Jakarta – Direktur Utama (Dirut) Pertamina Nicke Widyawati diperiksa Komisi Pemberantasan Korupsi (KPK), Rabu (26/10) untuk menjadi saksi dalam dugaan korupsi pengadaan Liquefied Natural Gas (LNG) di PT PTMN (Pertamina).
Kabag Pemberitaan KPK Ali Fikri mengatakan pemeriksaan dilakukan di Gedung Merah Putih KPK.
“Hari ini (26/10) bertempat di Gedung Merah Putih KPK,” ujar Ali dalam keterangannya, Kamis (26/10).
Ali mengatakan Nicke diperiksa sebagai saksi dugaan korupsi terkait pengadaan LNG di PT PTMN pada tahun 2011-2021. Kasus ini menjerat mantan Dirut Pertamina, Karen Agustiawan, sebagai tersangka.
“Penyidikan perkara dugaan korupsi terkait pengadaan Liquefied Natural Gas (LNG) di PT PTMN (Pertamina) tahun 2011-2021 dengan Tersangka GKK (Galaila Karen Kardinah atau Karen Agustiawan),” ucapnya.
Selain Nicke, KPK juga memanggil sejumlah saksi lainnya yaituvAsisten ahli UKP-PPP, Agung Wicaksono dan Pegawai SKK Migas, Rayendra Sidik
Sebelumnya, Ketua KPK Firli Bahuri mengatakan kasus ini diawali dari rencana pengadaan LNG yang dilakukan oleh Pertamina pada 2012. Wacana tersebut dipilih kala itu sebagai upaya mengatasi defisit gas di Indonesia.
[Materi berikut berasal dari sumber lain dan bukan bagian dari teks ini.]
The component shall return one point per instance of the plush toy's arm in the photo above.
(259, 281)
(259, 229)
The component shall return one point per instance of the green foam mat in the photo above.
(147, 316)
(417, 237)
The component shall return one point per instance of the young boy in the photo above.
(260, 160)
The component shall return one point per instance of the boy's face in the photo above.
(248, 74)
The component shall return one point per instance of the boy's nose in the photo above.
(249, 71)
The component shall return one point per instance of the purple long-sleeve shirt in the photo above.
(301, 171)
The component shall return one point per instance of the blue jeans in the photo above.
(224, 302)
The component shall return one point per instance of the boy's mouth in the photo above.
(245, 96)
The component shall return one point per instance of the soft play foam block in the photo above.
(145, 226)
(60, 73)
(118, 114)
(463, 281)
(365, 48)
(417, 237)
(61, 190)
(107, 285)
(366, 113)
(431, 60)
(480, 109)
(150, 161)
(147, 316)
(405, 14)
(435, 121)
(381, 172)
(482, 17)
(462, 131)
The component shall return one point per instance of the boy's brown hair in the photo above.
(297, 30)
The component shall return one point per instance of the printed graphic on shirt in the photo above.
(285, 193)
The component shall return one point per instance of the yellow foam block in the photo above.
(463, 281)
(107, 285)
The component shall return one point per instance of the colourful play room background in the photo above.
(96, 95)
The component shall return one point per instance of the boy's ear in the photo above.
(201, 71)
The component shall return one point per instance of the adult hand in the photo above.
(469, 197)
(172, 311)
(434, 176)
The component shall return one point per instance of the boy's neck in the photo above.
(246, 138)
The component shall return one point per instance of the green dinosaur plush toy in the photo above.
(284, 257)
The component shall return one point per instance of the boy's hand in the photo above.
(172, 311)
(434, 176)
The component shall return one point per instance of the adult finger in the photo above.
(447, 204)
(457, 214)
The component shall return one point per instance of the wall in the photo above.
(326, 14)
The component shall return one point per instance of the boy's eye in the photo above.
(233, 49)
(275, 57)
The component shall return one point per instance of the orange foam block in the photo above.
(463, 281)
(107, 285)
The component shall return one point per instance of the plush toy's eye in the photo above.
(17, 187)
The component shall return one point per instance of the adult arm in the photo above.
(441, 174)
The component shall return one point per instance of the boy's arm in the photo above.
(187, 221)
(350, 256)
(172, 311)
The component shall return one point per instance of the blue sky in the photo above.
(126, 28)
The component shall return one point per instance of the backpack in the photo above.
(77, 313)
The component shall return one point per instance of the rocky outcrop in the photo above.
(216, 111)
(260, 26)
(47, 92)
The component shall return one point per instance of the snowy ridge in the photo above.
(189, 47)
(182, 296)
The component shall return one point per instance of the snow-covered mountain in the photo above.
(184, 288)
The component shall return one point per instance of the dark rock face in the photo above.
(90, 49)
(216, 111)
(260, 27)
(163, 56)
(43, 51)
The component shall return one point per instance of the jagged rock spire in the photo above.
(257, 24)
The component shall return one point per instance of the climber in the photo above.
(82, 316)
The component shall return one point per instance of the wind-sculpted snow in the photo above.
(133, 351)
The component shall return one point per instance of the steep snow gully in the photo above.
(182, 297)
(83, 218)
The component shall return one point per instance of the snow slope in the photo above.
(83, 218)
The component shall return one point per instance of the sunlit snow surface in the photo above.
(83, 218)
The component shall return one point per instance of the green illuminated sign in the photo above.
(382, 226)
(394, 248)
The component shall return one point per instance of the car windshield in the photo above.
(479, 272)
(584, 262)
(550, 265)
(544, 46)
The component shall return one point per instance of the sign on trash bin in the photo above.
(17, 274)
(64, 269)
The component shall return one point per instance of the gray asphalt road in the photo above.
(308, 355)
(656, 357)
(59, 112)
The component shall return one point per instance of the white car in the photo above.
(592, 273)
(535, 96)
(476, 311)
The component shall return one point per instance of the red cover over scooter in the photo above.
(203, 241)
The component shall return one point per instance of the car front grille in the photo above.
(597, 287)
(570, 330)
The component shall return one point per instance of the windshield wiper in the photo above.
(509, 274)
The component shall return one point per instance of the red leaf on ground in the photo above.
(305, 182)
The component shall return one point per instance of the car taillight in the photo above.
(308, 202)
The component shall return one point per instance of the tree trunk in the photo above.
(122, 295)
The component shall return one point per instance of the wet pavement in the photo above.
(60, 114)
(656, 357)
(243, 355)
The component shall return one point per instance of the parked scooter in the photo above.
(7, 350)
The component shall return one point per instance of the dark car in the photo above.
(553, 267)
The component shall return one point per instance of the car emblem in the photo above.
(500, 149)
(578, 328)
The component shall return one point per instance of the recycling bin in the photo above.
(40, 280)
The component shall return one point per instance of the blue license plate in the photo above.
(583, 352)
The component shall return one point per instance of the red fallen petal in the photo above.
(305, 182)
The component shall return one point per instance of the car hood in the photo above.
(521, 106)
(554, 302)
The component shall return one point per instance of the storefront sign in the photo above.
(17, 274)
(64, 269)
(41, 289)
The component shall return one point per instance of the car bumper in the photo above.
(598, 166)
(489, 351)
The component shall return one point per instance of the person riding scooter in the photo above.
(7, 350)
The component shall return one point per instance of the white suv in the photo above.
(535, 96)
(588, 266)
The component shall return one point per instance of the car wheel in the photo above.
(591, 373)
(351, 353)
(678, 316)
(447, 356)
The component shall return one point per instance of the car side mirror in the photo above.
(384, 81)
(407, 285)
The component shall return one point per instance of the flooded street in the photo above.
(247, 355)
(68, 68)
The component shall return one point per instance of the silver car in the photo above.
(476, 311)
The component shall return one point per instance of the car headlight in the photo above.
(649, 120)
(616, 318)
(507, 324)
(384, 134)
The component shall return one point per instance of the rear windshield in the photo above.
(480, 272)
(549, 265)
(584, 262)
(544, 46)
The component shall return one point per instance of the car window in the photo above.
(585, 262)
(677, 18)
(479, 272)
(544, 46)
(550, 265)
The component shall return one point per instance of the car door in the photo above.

Mantan Dirut PT Pertamina, Karen Agustiawan, lalu menjalin kerja sama dengan sejumlah produsen dan supplier LNG yang berada di luar negeri. Salah satu perusahaan yang ditunjuk ialah Corpus Christi Liquefacition (CCL) LLC Amerika Serikat.
Penunjukan kerja sama dengan CCL tersebut dinilai bermasalah. KPK menduga keputusan yang diambil Karen saat itu sepihak tanpa ada kajian yang utuh.
“Saat pengambilan kebijakan dan keputusan tersebut, GKK alias KA secara sepihak langsung memutuskan untuk melakukan kontrak perjanjian perusahaan CCL tanpa melakukan kajian hingga analisis menyeluruh dan tidak melaporkan pada Dewan Komisaris PT Pertamina Persero,” ujar Firli.
“Selain itu, pelaporan untuk menjadi bahasan di lingkup rapat umum pemegang saham (RUPS) dalam hal ini pemerintah tidak dilakukan sama sekali sehingga tindakan GKK alias KA tidak mendapatkan restu dari persetujuan pemerintah saat itu,” tambah Firli.
Kebijakan yang diambil Karen itu kemudian mengakibatkan kerugian negara. Kerugian itu berupa LNG yang telah dibeli dari CCL LLC Amerika Serikat tidak terserap di pasar domestik hingga menjadi oversupply. Kasus ini menyebabkan kerugian negara Rp 2,1 triliun.